Wednesday, October 12, 2016

Conan Doyle in Cincinnati

Arthur Conan Doyle - long after his Cincinnati adventures

Christopher Redmond is a gentleman as well as a scholar.

I’ve written previously about his Welcome to America,Mr. Sherlock Holmes, recounting Arthur Conan Doyle’s 1894 visit to the United States. When I mentioned to him online some weeks ago that I would be interested in knowing more about ACD’s visit to Cincinnati on that occasion and in the 1920s, he simply sent me his decades-old file marked “Cincinnati.”

The file is crammed with Redmond’s own hand-written notes, photocopies of contemporary newspaper accounts of Conan Doyle’s talk, pages from nineteenth century guidebooks to Cincinnati, and correspondence with librarians and other research sources.

Right on top as I opened the file was a letter ACD wrote from Cincinnati on Burnet House stationary to the great Hoosier poet James Whitcomb Riley, whom he had met in Indianapolis just before going to Cincinnati. It displays a charming humility, even though Sherlock Holmes did rank humility among the virtues:

“My dear Riley,

Many thanks for the kindly things which my brother says you have said of me in the paper. You’ll send me home all head like a tadpole. It was a delight to me to meet you.

Yours always,

A.    Conan Doyle”

The newspaper accounts were interesting, but mostly familiar to me from having read Redmond’s book. But reading the (Cincinnati) Enquirer story of Oct. 17, 1894, reminded me of ACD’s fondness for the writing of one-time Cincinnatian Lafcadio Hearn.

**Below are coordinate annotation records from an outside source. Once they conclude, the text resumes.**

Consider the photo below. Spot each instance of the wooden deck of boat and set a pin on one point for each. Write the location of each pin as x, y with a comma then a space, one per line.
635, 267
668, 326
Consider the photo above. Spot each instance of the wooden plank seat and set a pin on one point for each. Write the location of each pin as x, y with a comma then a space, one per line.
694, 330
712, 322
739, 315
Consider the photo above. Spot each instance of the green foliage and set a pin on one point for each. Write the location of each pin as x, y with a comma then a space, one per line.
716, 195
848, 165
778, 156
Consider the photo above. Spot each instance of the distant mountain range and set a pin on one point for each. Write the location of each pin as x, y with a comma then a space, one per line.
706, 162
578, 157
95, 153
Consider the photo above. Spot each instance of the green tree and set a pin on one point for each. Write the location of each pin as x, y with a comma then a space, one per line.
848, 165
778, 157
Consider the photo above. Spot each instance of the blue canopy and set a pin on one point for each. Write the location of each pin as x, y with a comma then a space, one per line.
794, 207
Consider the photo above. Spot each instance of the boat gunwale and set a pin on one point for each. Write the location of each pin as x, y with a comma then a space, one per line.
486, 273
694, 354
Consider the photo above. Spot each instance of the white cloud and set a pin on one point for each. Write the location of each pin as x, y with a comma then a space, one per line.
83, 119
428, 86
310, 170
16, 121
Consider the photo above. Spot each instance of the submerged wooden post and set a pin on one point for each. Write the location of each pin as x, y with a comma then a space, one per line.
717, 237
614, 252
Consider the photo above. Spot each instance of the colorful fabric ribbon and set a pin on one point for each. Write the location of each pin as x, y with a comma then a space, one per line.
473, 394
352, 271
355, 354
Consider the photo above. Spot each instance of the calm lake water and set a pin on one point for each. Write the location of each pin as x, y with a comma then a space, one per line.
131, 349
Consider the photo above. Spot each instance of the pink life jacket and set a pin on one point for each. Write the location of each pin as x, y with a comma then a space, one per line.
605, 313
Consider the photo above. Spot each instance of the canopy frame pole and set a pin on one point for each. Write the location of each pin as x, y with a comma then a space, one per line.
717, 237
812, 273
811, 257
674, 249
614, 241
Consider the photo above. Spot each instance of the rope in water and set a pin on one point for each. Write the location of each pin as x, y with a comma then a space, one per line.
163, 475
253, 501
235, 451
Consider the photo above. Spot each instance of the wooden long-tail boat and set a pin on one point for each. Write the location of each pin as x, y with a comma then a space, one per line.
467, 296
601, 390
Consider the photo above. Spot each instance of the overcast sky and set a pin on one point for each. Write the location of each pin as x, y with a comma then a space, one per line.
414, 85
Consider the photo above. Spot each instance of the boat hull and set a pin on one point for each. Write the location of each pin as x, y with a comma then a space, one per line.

“Another (writer) who is almost unknown, Lafcadio Hearn, and who, I understand was formerly a reporter on The Enquirer, has done some of the strongest writing in many years,” the British author told an interviewer.   

Almost unknown then, Hearn is even less known today. That’s too bad. A man who lived a lifestyle so eccentric as to make Sherlock Holmes seem a model of conventionalism, Hearn wrote sensational accounts of lurid crimes in the pages of the Cincinnati paper. By the time ACD visited Cincinnati, he had moved to Japan and more literary work. He died there 10 years later.

Hearn’s middle name (used as a first came in his byline) from the Greek island of Lefkada, where he was born to an Irish father and a Greek mother. Not coincidentally, Lafcadio is also the first name of a continuing character in my Sebastian McCabe – Jeff Cody series.

Retired high school drama teacher Lafcadio Figg made his debut in my radio play, “The Wrong Cab,” about a modern-day private eye who mysteriously finds himself transported to the world of Sherlock Holmes. It was reprinted in my book Baker Street Beat. Figg re-appears in The 1895 Murder as a rival of sorts to Sebastian McCabe, and again in my work in progress Queen City Corpse.

When Figg first came to life, I had no idea of the ACD-Hearn connection. I’m grateful to Chris Redmond for making me aware of it. There are no coincidences.